For me, it happens when I go to the Twitter feed after some recent ‘problematic’ event or statement has hit the news. Immediately the folks I have chosen to follow, ‘influencers’ among them, stoke the little fires of irritation I might have felt and before long lure me into the Twitter-sanctioned indignation I should be feeling. Whatever niggles and contradictory emotions I might have also had are smoothed by the hot iron of enlightened sentiment. Before long, the idiosyncratic me has been sacrificed to something more communal and tribal.
I am too woke to be bespoke.
I don’t like Twitter me. That Alex doesn’t think clearly. And even if he did, he’d find it hard to get his thoughts down to a 140-character bon mot. The limitations of Twitter do allow for someone to ask for a more complex discussion, but as author Meghan Daum discovered, “if you called for nuance, you were part of the problem.” (170)

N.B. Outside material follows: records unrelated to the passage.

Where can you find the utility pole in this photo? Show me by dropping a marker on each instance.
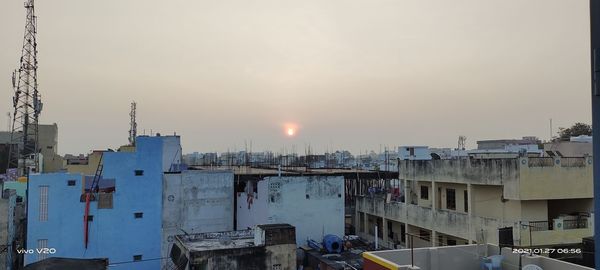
(27, 104)
(595, 93)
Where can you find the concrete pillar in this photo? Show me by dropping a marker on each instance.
(384, 231)
(365, 223)
(595, 87)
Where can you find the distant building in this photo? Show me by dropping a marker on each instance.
(262, 247)
(47, 143)
(11, 214)
(414, 153)
(195, 202)
(577, 147)
(312, 204)
(504, 143)
(461, 201)
(460, 258)
(140, 200)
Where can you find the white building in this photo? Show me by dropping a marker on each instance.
(195, 202)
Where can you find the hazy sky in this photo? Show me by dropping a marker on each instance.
(351, 74)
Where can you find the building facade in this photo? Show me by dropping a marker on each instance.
(312, 204)
(541, 202)
(195, 202)
(270, 246)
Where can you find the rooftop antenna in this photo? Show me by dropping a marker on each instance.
(27, 102)
(8, 121)
(132, 124)
(551, 129)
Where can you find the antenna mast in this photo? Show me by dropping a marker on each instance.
(27, 102)
(132, 125)
(462, 141)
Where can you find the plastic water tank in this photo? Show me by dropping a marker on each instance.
(333, 244)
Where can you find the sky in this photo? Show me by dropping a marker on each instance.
(348, 74)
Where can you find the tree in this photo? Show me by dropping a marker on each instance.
(577, 129)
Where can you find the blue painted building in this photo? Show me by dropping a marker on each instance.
(125, 223)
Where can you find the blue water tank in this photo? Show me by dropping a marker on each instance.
(333, 244)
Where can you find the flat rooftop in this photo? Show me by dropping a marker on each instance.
(217, 240)
(247, 171)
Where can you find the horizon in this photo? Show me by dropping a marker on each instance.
(349, 74)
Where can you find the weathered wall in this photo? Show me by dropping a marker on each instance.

Daum’s new book, The Problem with Everything: My Journey through the New Culture Wars, is a breath of fresh air, even if it’s hard to describe what it is. It began as the 40-something Daum’s reflections on 4th Wave feminism, the social-media driven feminism that latched onto intersectionality, #MeToo, and campus movements to curb sexual abuse. But along the way, Daum found a bigger tale to tell, one that highlights a larger generational divide. She also found a more personal story to tell as her journey through divorce amplified a sense of her own isolation.
So The Problem of Everything is an essay collection, a memoir, and a meditation on the state of American culture at the end of the 2010s. It’s also just what I needed to put a finger on what’s been bugging me about Twitter Alex.
Daum began to feel a growing sense of isolation from the culture around her in 2015.
Both online and in real life, people who’d once shared a common set of assumptions about the realities of the world and the nature of human behavior now seemed divided. Questions that had once been treated as complicated inquiries were increasingly being reduced to moral absolutes, at least as far as liberal types were concerned. (170)
Daum is one of those liberal types and the election of Donald Trump in 2016 filled her with dismay. But she worried over the state of the Resistance. The over-the-top reaction to every Trumpian atrocity was making any form of reasoned conversation impossible. “Some liberals, myself among them, suggested that unrelenting outrage, including indiscriminately calling people Nazis, served only to alienate people who might finally be ready to leave the dark side.” (53)
The Problem with Everything is, in part, an extended chronicle of the many ways that discourse, particularly among progressives, has been flattened in the Trump years.
This era routinely brings out the worst in most of us. Trumpism has made us feel that the world is out of control. In turn, we’ve forgotten how to control ourselves. We’ve become toddler versions of ourselves. (214)
Over the course of the book, Daum records how this dynamic shows up on campus, in the relationships between men and women, and in the death of humor. She also documents her own sense of isolation as she becomes more vocal, something that is amplified by her divorce. “The more honest you are about what you think,” she says, “the more you have to sit in solitude with your own thoughts…And if you’re lucky, eventually there will come that rousing, fleeting moment when you hear someone say the thing that makes you feel less alone.” (194-5)
Daum’s voice is that reach into the solitude that I have been craving. It is a call from beyond the Twitterverse—a call to humanity, authenticity, and complexity. “In the end, to be human is to be confused,” Daum says. (217) I’m OK with that. And I believe we’d all be more OK if we trusted that.